Salvador qui, après sa visite au notaire, était retourné à Aix pour y terminer, à ce qu'il disait, quelques affaires importantes, vint habiter le château de Pourrières, aussitôt que son ami lui eut fait savoir qu'il avait terminé avec Josué.

—Ce vieux coquin, disait Roman dans la lettre qu'il envoyait à son compagnon, nous a tiré une fameuse plume de l'aile, mais il n'a pas conçu le plus léger soupçon.

Le vieux manoir habité par un jeune et brillant cavalier prit tout à coup un aspect plus riant et plus animé, les vieilles tapisseries furent remplacées par des tentures à la mode; des meubles du plus nouveau goût vinrent prendre la place des lourdes chaises et des gothiques bahuts qui furent relégués au grenier, de beaux chevaux, une calèche et des livrées élégantes complétèrent un ensemble tout à fait confortable.

Des gentilshommes du voisinage avaient invité plusieurs fois Salvador à des parties de chasse et à des réunions qu'il s'était empressé de rendre, et toujours il avait obtenu les succès les plus flatteurs.

On a naturellement beaucoup d'indulgence pour les gens chez lesquels on s'amuse; aussi les voisins du château de Pourrières, qui était devenu le centre de tous les plaisirs de la contrée, ressentaient beaucoup d'amitié pour son propriétaire: les hommes trouvaient que c'était un joyeux compagnon, les femmes admiraient la grâce aristocratique et la parfaite élégance de ses manières.
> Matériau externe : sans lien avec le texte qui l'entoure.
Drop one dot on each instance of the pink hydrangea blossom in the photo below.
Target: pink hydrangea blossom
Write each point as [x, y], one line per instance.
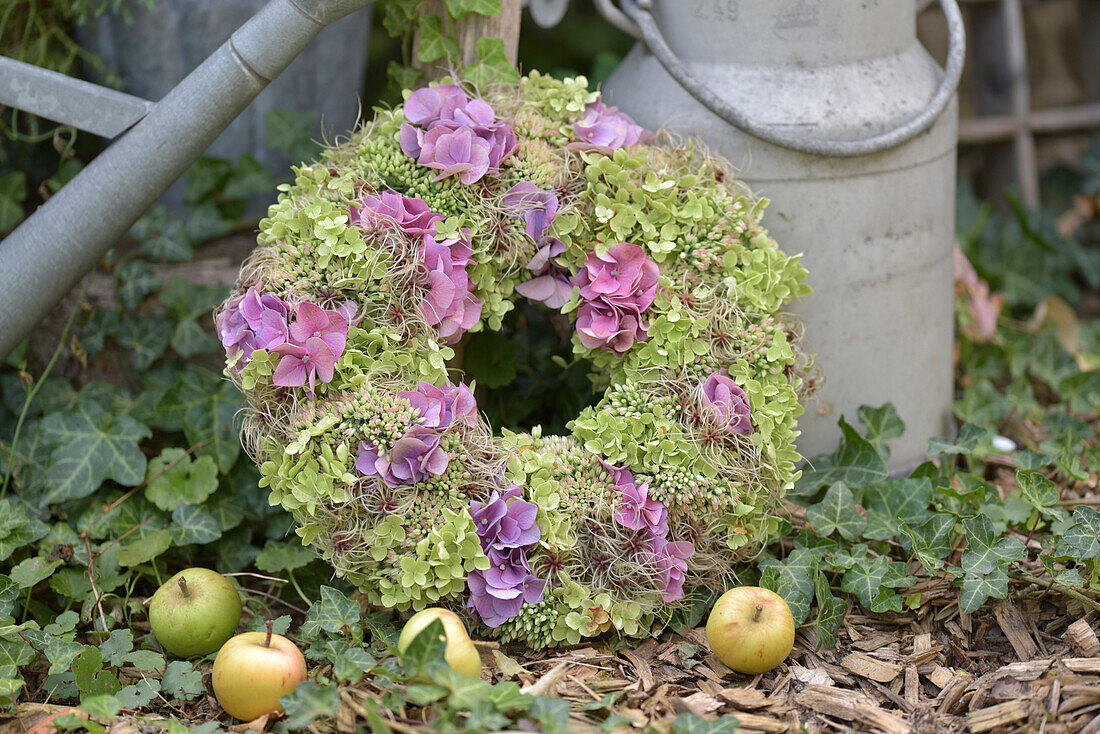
[605, 129]
[407, 214]
[616, 288]
[671, 559]
[410, 459]
[496, 604]
[441, 406]
[450, 304]
[457, 135]
[506, 527]
[304, 363]
[255, 320]
[624, 276]
[314, 321]
[725, 403]
[648, 516]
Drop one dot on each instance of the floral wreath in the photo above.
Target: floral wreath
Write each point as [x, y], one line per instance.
[428, 223]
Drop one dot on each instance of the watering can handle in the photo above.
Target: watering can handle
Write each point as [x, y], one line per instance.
[638, 12]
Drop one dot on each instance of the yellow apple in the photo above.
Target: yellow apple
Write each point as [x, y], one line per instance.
[195, 612]
[254, 670]
[750, 630]
[460, 654]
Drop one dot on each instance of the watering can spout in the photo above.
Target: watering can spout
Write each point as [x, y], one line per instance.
[46, 255]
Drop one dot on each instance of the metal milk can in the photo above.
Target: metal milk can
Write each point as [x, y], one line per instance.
[834, 111]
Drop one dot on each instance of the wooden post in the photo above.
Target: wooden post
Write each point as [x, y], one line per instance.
[470, 29]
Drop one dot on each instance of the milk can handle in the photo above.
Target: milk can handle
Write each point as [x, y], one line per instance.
[638, 12]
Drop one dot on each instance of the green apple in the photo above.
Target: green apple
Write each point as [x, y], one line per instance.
[254, 670]
[750, 630]
[195, 612]
[460, 654]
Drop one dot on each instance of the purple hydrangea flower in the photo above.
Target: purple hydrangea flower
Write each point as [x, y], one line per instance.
[497, 604]
[450, 132]
[506, 527]
[638, 511]
[605, 129]
[671, 560]
[441, 406]
[408, 214]
[255, 320]
[535, 206]
[450, 303]
[725, 403]
[304, 363]
[314, 321]
[624, 276]
[616, 288]
[502, 524]
[410, 459]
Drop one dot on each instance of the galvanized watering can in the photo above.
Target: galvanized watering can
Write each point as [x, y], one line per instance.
[46, 255]
[834, 111]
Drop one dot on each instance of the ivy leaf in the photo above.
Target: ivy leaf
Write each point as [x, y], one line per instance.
[9, 592]
[182, 680]
[91, 446]
[193, 524]
[1081, 538]
[855, 462]
[435, 44]
[353, 664]
[101, 707]
[986, 551]
[978, 588]
[205, 405]
[970, 436]
[90, 677]
[331, 614]
[1041, 493]
[17, 528]
[144, 549]
[426, 650]
[493, 66]
[836, 512]
[145, 660]
[308, 702]
[31, 571]
[831, 612]
[116, 647]
[174, 479]
[140, 693]
[460, 9]
[881, 424]
[793, 580]
[931, 540]
[894, 503]
[278, 556]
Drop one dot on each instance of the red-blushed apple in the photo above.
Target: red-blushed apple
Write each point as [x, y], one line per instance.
[195, 612]
[254, 670]
[460, 654]
[750, 630]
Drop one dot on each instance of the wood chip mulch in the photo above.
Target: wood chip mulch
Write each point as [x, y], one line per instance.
[1021, 665]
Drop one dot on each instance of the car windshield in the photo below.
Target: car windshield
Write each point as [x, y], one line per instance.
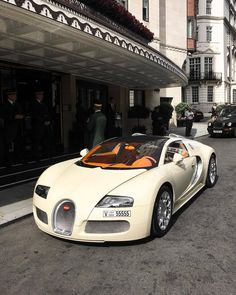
[127, 153]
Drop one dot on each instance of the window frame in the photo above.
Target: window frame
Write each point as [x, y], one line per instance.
[146, 10]
[208, 33]
[210, 94]
[195, 94]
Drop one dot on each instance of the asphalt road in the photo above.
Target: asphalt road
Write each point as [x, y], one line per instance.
[197, 256]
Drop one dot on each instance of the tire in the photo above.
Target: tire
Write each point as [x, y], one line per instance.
[211, 172]
[162, 212]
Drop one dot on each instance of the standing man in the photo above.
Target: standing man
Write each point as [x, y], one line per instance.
[157, 122]
[111, 118]
[40, 126]
[189, 115]
[96, 125]
[12, 116]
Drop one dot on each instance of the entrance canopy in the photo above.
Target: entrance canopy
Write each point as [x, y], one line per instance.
[61, 37]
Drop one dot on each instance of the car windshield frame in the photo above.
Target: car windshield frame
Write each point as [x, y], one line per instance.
[134, 152]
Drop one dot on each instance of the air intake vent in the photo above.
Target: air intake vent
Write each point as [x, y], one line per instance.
[64, 216]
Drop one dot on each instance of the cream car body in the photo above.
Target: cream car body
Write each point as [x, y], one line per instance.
[85, 187]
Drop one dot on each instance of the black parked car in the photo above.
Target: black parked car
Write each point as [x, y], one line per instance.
[224, 123]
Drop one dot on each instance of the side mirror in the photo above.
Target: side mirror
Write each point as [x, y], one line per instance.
[84, 152]
[177, 159]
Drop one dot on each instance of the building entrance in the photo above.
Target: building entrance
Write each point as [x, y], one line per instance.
[26, 81]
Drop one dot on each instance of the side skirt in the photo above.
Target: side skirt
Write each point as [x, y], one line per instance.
[184, 200]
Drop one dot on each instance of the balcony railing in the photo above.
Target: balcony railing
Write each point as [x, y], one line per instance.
[205, 76]
[109, 22]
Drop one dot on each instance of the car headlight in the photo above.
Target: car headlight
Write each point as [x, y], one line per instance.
[115, 202]
[42, 191]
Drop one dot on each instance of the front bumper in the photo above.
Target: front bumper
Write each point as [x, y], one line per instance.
[96, 227]
[221, 131]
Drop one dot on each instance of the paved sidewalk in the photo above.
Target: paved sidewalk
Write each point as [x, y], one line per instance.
[16, 202]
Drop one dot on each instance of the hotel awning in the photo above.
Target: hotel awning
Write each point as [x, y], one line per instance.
[55, 36]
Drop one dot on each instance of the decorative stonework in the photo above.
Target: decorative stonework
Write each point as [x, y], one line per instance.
[63, 14]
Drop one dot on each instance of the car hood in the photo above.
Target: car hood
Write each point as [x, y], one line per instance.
[87, 186]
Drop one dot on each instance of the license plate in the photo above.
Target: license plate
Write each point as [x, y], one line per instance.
[217, 131]
[118, 213]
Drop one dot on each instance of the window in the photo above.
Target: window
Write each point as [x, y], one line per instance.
[146, 10]
[210, 93]
[209, 33]
[234, 96]
[123, 3]
[190, 28]
[208, 6]
[136, 97]
[195, 94]
[197, 7]
[195, 68]
[208, 67]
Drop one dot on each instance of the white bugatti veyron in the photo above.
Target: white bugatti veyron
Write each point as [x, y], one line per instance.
[123, 189]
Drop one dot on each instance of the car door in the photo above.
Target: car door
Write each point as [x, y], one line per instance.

Quelques-uns des petits-cousins qu'Alexis de Pourrières n'avait fait qu'entrevoir lors du séjour qu'il avait fait à Marseille avant de commencer ses voyages en Europe, vinrent le visiter. Salvador les reçut si gracieusement, il leur fit avec tant de politesse les honneurs de sa demeure, qu'il parvint à leur faire oublier qu'ils avaient espéré se partager la fortune qu'il possédait.

Salvador et Roman auraient été parfaitement tranquilles s'ils n'avaient pas remarqué que depuis quelque temps le caractère d'Ambroise était totalement changé; le vieux domestique, d'ordinaire dispos et toujours prêt à rire, était devenu sombre et taciturne, il paraissait dominé par quelques pensées importunes, et souvent on l'avait surpris hochant la tête négativement après avoir regardé son maître.

Roman, qui possédait toute la confiance d'Ambroise, l'avait plusieurs fois interrogé avec adresse: Faites-moi connaître, lui disait-il, les causes de la tristesse qui vous accable, et si cela est possible, monsieur le marquis fera tout pour les faire cesser. Ambroise avait longtemps évité de répondre à ces questions, mais un jour Roman ayant été beaucoup plus pressant que de coutume, Ambroise se détermina à le prendre pour confident.